Il faut qu'elle m'explique.
Je noue mes longs cheveux en haut de mon crâne.
Il faut que je comprenne.
- J'y vais maman ! crié-je en claquant la porte d'entrée derrière moi.
Cette journée va être importante, je le sais, je le sens. Je dirais même que cette journée va être déterminante. D'un pas décidé, je fais le trajet que j'ai fait des centaines de fois. Avec Jade, avec Julien et à présent, seule.
Mes pas se succèdent, les panneaux, les portails, les rues, les gens. Tout semble défiler autour de moi, tout est en constant mouvement.

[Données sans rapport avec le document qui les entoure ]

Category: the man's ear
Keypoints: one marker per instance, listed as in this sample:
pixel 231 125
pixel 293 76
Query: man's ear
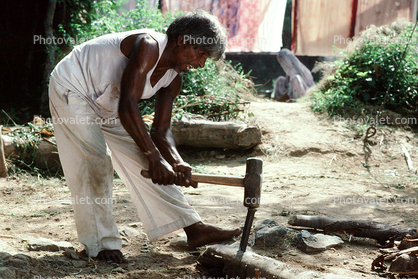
pixel 180 40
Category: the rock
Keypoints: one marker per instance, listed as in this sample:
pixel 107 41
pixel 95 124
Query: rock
pixel 404 263
pixel 45 244
pixel 135 225
pixel 118 270
pixel 130 232
pixel 316 243
pixel 269 233
pixel 70 253
pixel 180 241
pixel 4 246
pixel 4 256
pixel 19 264
pixel 7 273
pixel 79 263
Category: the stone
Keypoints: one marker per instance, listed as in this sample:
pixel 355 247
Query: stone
pixel 316 243
pixel 70 253
pixel 180 241
pixel 118 270
pixel 269 233
pixel 130 232
pixel 7 273
pixel 404 263
pixel 79 263
pixel 4 256
pixel 4 246
pixel 45 244
pixel 19 264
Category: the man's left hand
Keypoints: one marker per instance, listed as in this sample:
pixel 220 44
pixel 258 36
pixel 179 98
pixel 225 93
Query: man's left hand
pixel 184 175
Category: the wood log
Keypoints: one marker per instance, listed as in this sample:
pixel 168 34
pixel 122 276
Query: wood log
pixel 46 156
pixel 360 228
pixel 207 134
pixel 231 263
pixel 3 164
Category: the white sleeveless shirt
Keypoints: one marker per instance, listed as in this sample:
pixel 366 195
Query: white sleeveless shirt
pixel 94 69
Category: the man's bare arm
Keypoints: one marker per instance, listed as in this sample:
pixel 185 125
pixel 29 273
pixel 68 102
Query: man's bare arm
pixel 162 136
pixel 142 59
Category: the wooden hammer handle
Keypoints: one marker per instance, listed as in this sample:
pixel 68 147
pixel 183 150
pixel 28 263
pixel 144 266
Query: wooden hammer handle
pixel 210 179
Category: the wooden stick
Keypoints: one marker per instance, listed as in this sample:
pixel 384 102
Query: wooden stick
pixel 211 179
pixel 3 165
pixel 407 157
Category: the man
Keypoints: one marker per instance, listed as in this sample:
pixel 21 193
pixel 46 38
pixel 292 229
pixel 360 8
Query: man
pixel 297 81
pixel 94 95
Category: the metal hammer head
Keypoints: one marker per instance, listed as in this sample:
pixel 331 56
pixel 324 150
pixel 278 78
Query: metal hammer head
pixel 252 182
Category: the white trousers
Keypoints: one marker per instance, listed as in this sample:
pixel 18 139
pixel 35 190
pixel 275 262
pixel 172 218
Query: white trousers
pixel 89 149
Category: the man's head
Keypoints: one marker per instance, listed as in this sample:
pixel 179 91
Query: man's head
pixel 201 29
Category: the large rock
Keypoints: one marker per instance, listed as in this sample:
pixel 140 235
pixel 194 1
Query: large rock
pixel 4 246
pixel 231 263
pixel 45 244
pixel 269 233
pixel 7 273
pixel 314 243
pixel 207 134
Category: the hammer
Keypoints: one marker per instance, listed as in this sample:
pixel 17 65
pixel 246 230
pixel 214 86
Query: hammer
pixel 252 190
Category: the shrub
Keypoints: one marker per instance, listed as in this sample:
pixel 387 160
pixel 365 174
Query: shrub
pixel 372 64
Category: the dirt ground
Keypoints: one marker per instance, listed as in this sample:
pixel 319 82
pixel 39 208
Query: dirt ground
pixel 312 165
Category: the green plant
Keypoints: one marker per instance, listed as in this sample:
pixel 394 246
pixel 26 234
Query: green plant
pixel 365 73
pixel 26 139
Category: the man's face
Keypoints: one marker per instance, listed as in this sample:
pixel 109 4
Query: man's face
pixel 190 57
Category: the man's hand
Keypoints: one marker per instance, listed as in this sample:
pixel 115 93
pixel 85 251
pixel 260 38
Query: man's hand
pixel 184 175
pixel 161 172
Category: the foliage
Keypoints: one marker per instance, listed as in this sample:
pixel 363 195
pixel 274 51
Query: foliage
pixel 213 91
pixel 368 69
pixel 26 139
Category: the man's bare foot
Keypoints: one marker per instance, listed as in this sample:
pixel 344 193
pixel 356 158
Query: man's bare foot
pixel 112 256
pixel 200 234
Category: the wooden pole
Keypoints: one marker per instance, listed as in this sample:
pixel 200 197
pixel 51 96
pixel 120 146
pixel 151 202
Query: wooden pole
pixel 3 164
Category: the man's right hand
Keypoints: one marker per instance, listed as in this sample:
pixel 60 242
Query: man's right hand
pixel 161 172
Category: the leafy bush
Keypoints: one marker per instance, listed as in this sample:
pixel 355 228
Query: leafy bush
pixel 213 91
pixel 368 69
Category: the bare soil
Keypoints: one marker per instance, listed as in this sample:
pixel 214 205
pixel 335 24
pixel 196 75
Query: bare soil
pixel 312 165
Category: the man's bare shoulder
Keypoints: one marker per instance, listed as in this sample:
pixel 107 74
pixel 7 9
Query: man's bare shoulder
pixel 139 43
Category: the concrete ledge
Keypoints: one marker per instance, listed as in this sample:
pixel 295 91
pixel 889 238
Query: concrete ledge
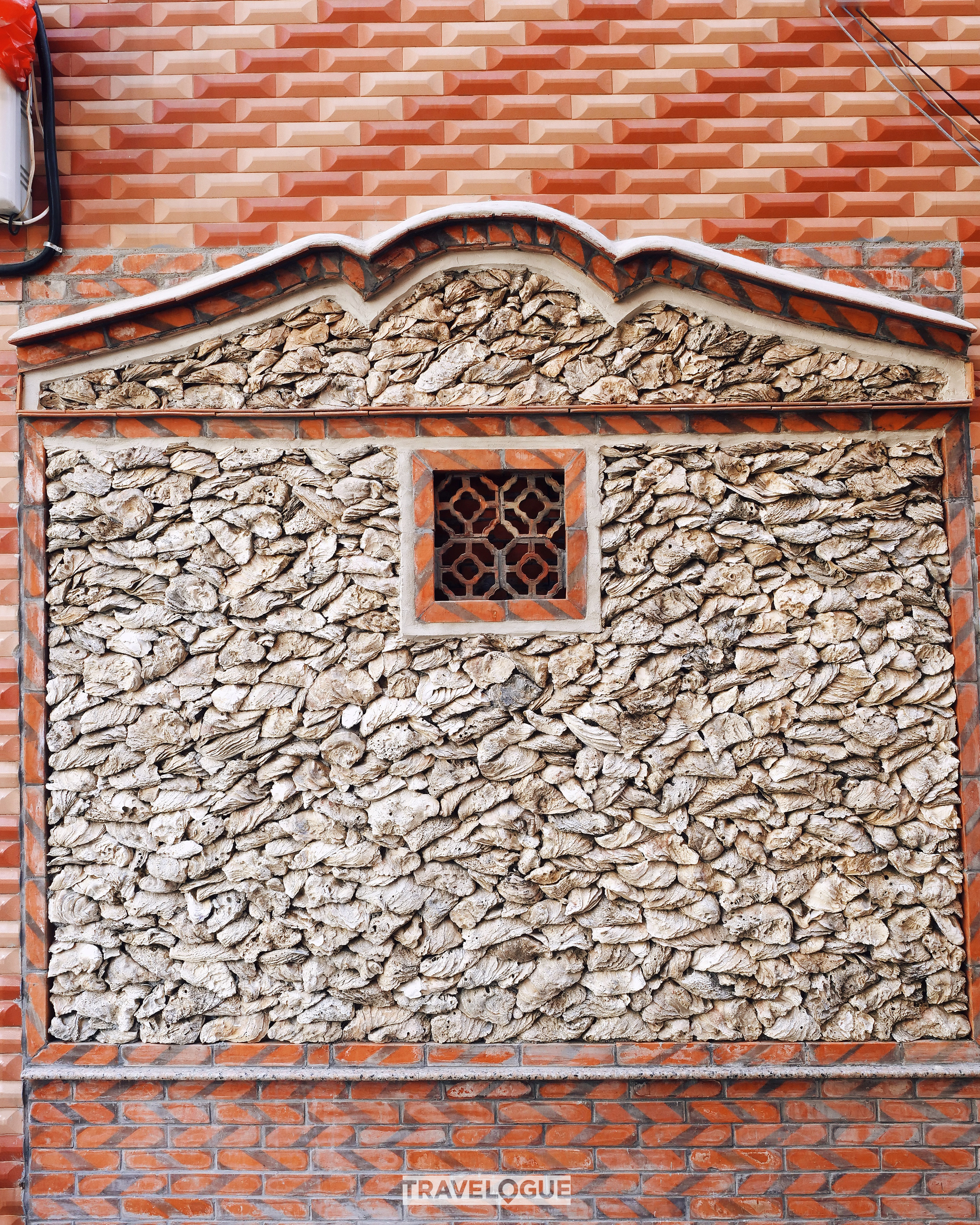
pixel 540 1061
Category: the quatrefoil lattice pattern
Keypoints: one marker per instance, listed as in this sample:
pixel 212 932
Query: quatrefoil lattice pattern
pixel 500 536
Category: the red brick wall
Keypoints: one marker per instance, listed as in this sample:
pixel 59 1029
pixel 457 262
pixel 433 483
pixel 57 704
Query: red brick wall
pixel 195 133
pixel 704 1151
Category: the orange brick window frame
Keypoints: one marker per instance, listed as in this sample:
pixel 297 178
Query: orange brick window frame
pixel 482 1064
pixel 427 466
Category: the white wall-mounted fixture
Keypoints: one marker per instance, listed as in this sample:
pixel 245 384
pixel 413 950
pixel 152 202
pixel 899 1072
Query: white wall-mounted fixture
pixel 15 149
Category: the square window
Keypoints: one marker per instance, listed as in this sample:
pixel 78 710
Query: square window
pixel 500 536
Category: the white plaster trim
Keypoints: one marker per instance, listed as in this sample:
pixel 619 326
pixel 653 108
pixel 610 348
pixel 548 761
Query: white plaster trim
pixel 616 249
pixel 958 385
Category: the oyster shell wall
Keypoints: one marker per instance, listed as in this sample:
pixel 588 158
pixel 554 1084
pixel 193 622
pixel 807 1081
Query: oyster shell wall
pixel 729 815
pixel 490 336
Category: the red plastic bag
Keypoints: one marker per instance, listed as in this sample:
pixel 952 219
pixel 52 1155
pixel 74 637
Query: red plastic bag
pixel 19 27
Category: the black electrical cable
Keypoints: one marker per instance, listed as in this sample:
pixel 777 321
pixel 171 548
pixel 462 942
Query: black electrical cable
pixel 53 244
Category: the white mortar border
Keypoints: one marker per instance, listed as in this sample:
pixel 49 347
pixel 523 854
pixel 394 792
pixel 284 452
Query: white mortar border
pixel 958 372
pixel 614 249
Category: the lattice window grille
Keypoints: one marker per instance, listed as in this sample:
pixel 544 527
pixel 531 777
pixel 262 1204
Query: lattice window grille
pixel 500 536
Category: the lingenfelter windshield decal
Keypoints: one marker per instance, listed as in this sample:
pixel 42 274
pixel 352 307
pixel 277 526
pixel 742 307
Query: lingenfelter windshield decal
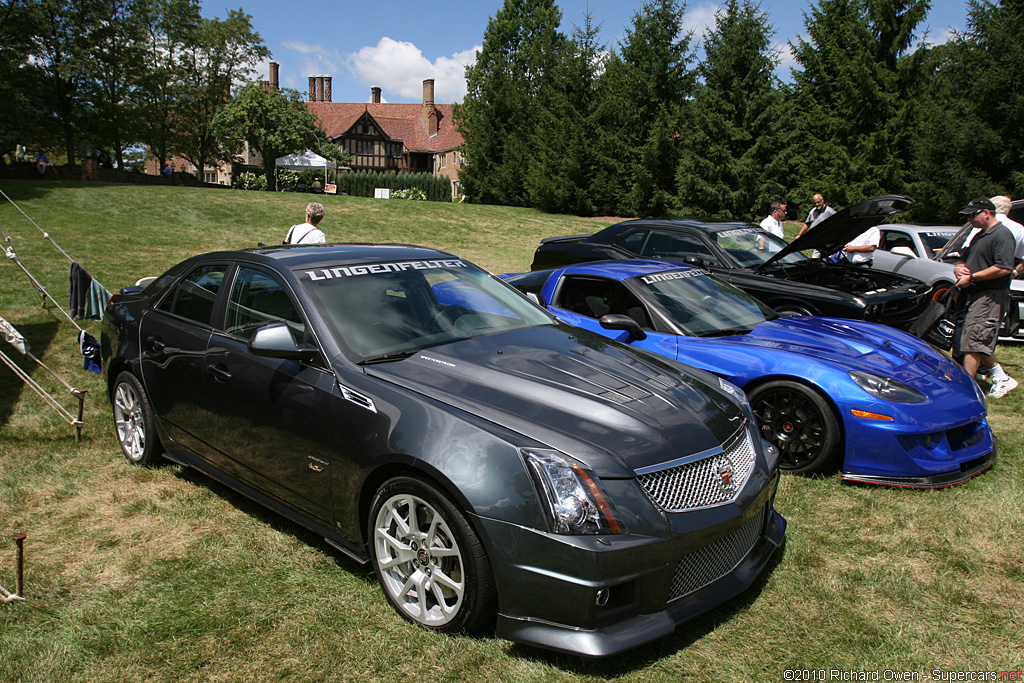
pixel 741 230
pixel 377 268
pixel 674 274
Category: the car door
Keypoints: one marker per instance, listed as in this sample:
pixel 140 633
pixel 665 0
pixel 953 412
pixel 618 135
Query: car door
pixel 173 339
pixel 273 416
pixel 582 300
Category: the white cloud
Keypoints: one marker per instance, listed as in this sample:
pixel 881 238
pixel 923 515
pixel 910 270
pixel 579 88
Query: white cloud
pixel 700 18
pixel 399 68
pixel 314 59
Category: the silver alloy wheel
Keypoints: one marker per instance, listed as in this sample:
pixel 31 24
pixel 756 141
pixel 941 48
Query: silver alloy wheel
pixel 420 562
pixel 129 421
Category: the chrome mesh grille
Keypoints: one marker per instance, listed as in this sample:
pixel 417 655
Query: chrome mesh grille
pixel 712 562
pixel 702 482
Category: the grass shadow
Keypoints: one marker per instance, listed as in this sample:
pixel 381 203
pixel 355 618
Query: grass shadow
pixel 39 336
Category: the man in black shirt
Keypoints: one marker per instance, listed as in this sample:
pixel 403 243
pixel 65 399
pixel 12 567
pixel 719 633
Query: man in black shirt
pixel 984 276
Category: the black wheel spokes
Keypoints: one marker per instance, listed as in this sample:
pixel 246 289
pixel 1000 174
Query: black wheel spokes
pixel 790 421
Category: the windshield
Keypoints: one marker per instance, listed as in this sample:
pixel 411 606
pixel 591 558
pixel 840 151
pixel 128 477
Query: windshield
pixel 752 247
pixel 934 242
pixel 702 305
pixel 384 311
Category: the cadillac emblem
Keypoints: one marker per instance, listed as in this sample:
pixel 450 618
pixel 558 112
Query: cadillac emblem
pixel 726 474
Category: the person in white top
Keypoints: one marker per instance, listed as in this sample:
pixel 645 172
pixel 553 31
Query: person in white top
pixel 861 247
pixel 307 232
pixel 773 223
pixel 1003 206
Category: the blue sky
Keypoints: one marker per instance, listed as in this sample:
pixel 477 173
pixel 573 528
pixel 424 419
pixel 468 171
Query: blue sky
pixel 395 44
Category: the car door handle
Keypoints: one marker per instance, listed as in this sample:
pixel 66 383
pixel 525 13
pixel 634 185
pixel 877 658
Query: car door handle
pixel 219 373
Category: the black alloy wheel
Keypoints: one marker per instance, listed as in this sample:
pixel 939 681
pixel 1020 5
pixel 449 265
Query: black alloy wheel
pixel 800 422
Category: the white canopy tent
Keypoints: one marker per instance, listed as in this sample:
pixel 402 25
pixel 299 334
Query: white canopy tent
pixel 305 161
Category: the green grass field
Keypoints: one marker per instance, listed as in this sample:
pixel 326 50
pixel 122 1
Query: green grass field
pixel 163 575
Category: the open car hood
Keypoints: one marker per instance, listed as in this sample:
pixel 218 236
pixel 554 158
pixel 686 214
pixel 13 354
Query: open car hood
pixel 839 229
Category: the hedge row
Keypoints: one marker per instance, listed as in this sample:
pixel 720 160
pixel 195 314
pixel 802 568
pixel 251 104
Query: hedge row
pixel 363 183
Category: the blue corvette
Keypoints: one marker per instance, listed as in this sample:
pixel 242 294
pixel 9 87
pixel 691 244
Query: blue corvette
pixel 882 404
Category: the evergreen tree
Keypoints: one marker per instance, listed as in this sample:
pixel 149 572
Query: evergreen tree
pixel 643 95
pixel 973 132
pixel 499 115
pixel 732 166
pixel 561 168
pixel 857 95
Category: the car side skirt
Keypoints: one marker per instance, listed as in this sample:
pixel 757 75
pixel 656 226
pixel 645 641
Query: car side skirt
pixel 351 550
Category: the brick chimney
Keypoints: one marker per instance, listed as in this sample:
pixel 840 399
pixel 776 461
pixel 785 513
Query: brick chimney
pixel 429 114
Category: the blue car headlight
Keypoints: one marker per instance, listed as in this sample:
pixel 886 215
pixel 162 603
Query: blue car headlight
pixel 890 389
pixel 573 498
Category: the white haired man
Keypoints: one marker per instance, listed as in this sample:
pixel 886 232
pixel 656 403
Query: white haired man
pixel 307 232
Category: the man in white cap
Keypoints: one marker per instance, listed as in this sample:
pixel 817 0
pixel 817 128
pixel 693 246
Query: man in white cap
pixel 984 276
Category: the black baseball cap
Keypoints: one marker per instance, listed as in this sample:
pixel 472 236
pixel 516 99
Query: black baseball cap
pixel 977 205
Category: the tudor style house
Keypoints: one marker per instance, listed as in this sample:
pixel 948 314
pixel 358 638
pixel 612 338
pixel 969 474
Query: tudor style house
pixel 397 137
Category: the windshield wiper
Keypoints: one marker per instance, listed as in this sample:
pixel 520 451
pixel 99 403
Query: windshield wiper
pixel 388 357
pixel 728 332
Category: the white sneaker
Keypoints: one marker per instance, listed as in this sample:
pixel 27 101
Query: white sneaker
pixel 1000 388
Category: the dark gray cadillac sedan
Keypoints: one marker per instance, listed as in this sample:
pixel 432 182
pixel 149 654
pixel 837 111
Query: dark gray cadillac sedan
pixel 499 468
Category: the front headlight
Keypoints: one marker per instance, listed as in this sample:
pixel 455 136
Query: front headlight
pixel 574 500
pixel 882 387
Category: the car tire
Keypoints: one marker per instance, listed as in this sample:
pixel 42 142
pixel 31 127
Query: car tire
pixel 800 422
pixel 134 422
pixel 428 559
pixel 793 309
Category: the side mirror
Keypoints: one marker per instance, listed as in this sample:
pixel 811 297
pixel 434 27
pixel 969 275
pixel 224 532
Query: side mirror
pixel 620 322
pixel 275 341
pixel 536 299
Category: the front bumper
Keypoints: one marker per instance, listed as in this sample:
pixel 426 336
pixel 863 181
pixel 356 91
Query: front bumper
pixel 598 596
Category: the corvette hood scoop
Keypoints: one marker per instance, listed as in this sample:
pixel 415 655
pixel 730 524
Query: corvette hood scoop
pixel 869 347
pixel 612 408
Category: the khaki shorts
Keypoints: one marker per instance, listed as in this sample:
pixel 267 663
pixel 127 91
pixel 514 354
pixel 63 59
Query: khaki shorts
pixel 981 322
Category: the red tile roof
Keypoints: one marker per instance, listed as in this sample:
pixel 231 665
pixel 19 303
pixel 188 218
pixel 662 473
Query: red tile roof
pixel 399 122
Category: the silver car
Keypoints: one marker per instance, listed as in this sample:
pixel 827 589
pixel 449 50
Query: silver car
pixel 930 252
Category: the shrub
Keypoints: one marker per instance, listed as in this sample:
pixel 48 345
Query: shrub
pixel 250 181
pixel 411 194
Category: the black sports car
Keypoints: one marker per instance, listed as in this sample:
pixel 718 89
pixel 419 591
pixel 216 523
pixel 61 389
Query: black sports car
pixel 494 464
pixel 761 264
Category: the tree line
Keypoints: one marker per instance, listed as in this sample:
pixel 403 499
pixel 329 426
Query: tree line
pixel 103 78
pixel 565 124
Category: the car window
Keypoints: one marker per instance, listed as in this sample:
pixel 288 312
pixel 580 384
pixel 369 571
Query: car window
pixel 195 295
pixel 702 305
pixel 595 297
pixel 752 246
pixel 380 310
pixel 258 299
pixel 892 239
pixel 663 244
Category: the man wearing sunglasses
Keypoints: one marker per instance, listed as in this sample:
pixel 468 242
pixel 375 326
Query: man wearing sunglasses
pixel 984 278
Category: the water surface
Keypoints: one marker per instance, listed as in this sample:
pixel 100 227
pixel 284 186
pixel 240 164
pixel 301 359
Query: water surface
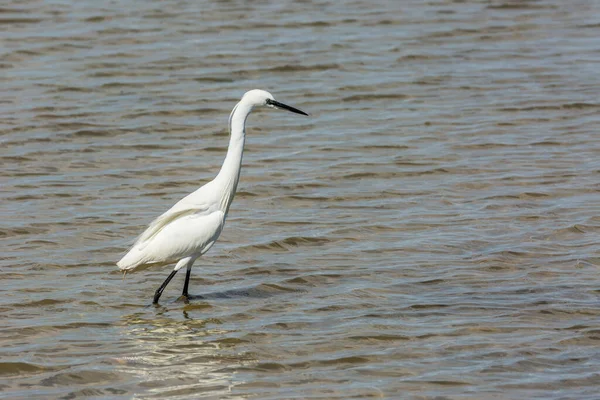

Une fois dans le lycée, je cherche du regard Ambre mais elle n'est pas là, ou bien elle est avec ses autres amis. Pendant quelques secondes, je reste perdue au milieu du grand hall puis je me reprends et je me dirige vers les toilettes, en sortant mon éternel tube de mascara. À cet instant, j'ai réellement l'impression d'être en seconde l'année dernière ... avant, quand il y avait Jade ... avant qu'un tourbillon de doutes et de douleurs m'envahissent.
Non ! Ne pas pleurer ! Je ne veux pas de traînée noire...
- Lisa, tu es là.
Je me retourne vivement.
- Ah, Ambre.
On se regarde un instant. Puis, on commence une phrase en même temps et on se tait à nouveau. Un petit rire gêné finit par m'échapper et elle m'imite aussitôt. On doit vraiment donner un drôle de spectacle.
- Il faut qu'on parle, dis-je.
- Oui je crois aussi.
Alors, on sort des toilettes et on s'aventure dans un couloir pour être tranquilles.
- Je veux voir les photos, dit Ambre. Celle de la nuit, peut-être que tu t'es simplement trompée et que ce n'était pas lui.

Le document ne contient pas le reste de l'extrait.